Pour Hélène Barbarit-Thomas, la société a aussi son rôle à jouer dans cette mauvaise préparation des hommes au nid vide. Comme pour beaucoup d'autres sujets abordant la question des enfants, le syndrome du nid vide est un sujet largement documenté chez la femme, beaucoup moins chez l'homme. "On a pensé au retentissement pour la femme, beaucoup fait de liens avec la ménopause, et les hommes sont passés un peu à la trappe."

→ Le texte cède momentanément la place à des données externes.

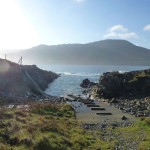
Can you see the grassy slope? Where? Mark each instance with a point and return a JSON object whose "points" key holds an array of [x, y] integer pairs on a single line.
{"points": [[47, 126]]}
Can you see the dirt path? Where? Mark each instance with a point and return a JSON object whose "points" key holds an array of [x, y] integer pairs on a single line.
{"points": [[84, 114]]}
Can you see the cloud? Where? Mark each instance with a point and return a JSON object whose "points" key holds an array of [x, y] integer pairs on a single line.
{"points": [[79, 0], [121, 32], [118, 28], [147, 28]]}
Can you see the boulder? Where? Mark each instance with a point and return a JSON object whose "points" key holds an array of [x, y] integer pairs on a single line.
{"points": [[124, 118], [86, 83]]}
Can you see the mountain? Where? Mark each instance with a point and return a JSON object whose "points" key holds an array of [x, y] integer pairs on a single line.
{"points": [[22, 81], [106, 52]]}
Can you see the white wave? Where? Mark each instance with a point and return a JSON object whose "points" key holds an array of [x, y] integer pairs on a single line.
{"points": [[80, 74]]}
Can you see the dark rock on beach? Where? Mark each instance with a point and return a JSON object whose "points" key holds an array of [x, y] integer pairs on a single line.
{"points": [[86, 83]]}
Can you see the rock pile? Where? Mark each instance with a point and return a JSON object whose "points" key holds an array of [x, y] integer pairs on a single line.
{"points": [[128, 84], [86, 83]]}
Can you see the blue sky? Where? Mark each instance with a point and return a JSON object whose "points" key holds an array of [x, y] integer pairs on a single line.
{"points": [[26, 23]]}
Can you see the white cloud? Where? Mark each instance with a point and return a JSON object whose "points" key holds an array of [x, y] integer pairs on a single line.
{"points": [[79, 0], [147, 28], [121, 32], [118, 28]]}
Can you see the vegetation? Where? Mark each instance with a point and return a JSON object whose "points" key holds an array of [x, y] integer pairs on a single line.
{"points": [[44, 126], [51, 126]]}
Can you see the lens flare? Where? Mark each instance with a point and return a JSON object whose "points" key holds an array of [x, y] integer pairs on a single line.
{"points": [[4, 66]]}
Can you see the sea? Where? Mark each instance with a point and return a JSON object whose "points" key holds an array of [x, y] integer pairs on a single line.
{"points": [[71, 76]]}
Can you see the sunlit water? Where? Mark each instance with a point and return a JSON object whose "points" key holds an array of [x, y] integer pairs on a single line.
{"points": [[72, 76]]}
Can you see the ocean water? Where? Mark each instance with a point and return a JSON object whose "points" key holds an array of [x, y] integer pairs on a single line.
{"points": [[72, 76]]}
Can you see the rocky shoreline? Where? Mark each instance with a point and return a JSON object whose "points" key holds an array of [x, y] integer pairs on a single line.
{"points": [[21, 82]]}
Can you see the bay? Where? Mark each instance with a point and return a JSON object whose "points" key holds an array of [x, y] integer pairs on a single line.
{"points": [[72, 76]]}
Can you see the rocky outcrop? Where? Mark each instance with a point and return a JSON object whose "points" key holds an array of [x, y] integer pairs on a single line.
{"points": [[128, 84], [22, 81], [86, 83]]}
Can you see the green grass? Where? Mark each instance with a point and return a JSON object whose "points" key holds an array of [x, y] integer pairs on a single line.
{"points": [[49, 126], [44, 126]]}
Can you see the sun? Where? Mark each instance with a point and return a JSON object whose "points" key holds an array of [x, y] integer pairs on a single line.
{"points": [[15, 30]]}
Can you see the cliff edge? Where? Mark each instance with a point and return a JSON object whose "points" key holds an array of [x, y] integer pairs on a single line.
{"points": [[128, 84], [23, 81]]}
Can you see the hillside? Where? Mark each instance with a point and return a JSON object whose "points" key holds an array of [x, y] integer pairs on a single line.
{"points": [[128, 84], [22, 81], [106, 52]]}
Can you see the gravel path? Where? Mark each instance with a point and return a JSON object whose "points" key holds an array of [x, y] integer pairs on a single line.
{"points": [[84, 114]]}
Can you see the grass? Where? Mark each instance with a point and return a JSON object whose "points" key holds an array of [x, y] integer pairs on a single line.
{"points": [[43, 126], [51, 126]]}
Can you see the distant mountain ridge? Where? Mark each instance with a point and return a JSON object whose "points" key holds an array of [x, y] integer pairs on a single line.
{"points": [[105, 52]]}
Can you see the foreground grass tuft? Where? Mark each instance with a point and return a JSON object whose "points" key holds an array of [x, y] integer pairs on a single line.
{"points": [[52, 126]]}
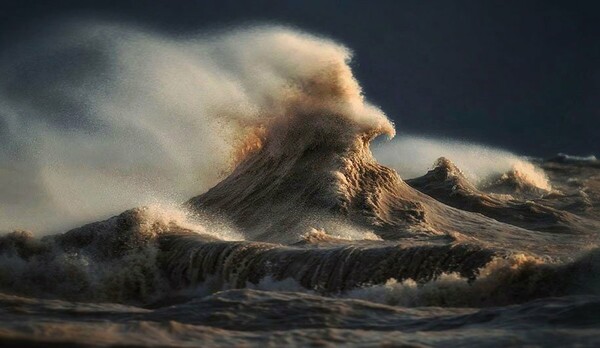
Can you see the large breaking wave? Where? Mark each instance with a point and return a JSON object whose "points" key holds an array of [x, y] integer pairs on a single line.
{"points": [[268, 130]]}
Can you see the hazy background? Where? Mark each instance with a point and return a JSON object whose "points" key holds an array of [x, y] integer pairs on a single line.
{"points": [[522, 75]]}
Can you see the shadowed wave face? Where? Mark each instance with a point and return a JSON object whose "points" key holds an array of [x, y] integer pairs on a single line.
{"points": [[268, 131]]}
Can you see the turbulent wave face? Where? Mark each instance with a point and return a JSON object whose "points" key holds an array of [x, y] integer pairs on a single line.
{"points": [[98, 118], [290, 215]]}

Une image dégradée et des répercussions sur la vie de couple

Et si la ménopause peut effectivement jouer un rôle dans la survenue du syndrome du nid vide chez la femme, l'andropause peut aussi expliquer beaucoup de choses chez l'homme. "Sa vigueur diminue, sa résistance est moindre qu'au début de l'âge adulte, parfois la calvitie ou l'embonpoint menacent... Tous ces changements peuvent être difficiles à vivre, affectant l'homme dans son identité et sa virilité", détaille la psychologue. En fin de compte, le départ des enfants a tendance à faire ouvrir les yeux sur le temps qui a filé. Pour certains, ce constat et le fait de voir leurs enfants débuter leur vie d'adulte peut faire le lit d'une infidélité. "Ces hommes courent en quelque sorte après leur jeunesse perdue." 

Lorsque tel n'est pas le cas, la vie de couple peut aussi être mise à mal par cette remise à plat. "Certains font le bilan et se rendent compte qu’ils n’ont plus rien à se dire car toutes leurs conversations tournaient autour des enfants. Ils peuvent aussi réaliser qu'ils n'ont pas évolué dans le même sens et qu'ils n'ont plus les mêmes envies. Cela peut mener à des séparations."

L'importance de se préparer et d'en parler

Pour mieux vivre cette période, la psychologue conseille aux couples de conserver, en amont du départ, une vie qui ne tourne pas essentiellement autour de leurs enfants, tant au niveau des activités que de la vie amoureuse. "Ce n’est pas parce que l’on a des grands enfants qu’il faut oublier les rencontres à deux, les petites soirées... Il faut apprendre à prendre soin de son couple." Si le coup est dur, il ne faut pas hésiter à aller consulter, insiste Hélène Barbarit-Thomas, qui indique que parfois, seules quelques séances peuvent suffire.

"La thérapie d’acceptation et d’engagement va être une approche privilégiée pour aborder ces questions, en individuel comme en couple. Elle est intéressante car on travaille sur ce qui a vraiment du sens, tout en essayant de mettre en lumière les actions qui ne font qu’entretenir la souffrance, comme l'alcool ou l'isolement volontaire." Le fait de mettre un nom sur ce qu'ils ressentent et comprendre qu'ils ne sont pas seuls à l'éprouver peut aussi aider les hommes à accepter ce qu'ils vivent, à en parler autour d'eux et, in fine, à se libérer d'un poids. Se remettre au sport pour retrouver une meilleure forme physique, et donc améliorer son estime de soi, ou encore s'engager dans une activité, peut également aider à remonter la pente.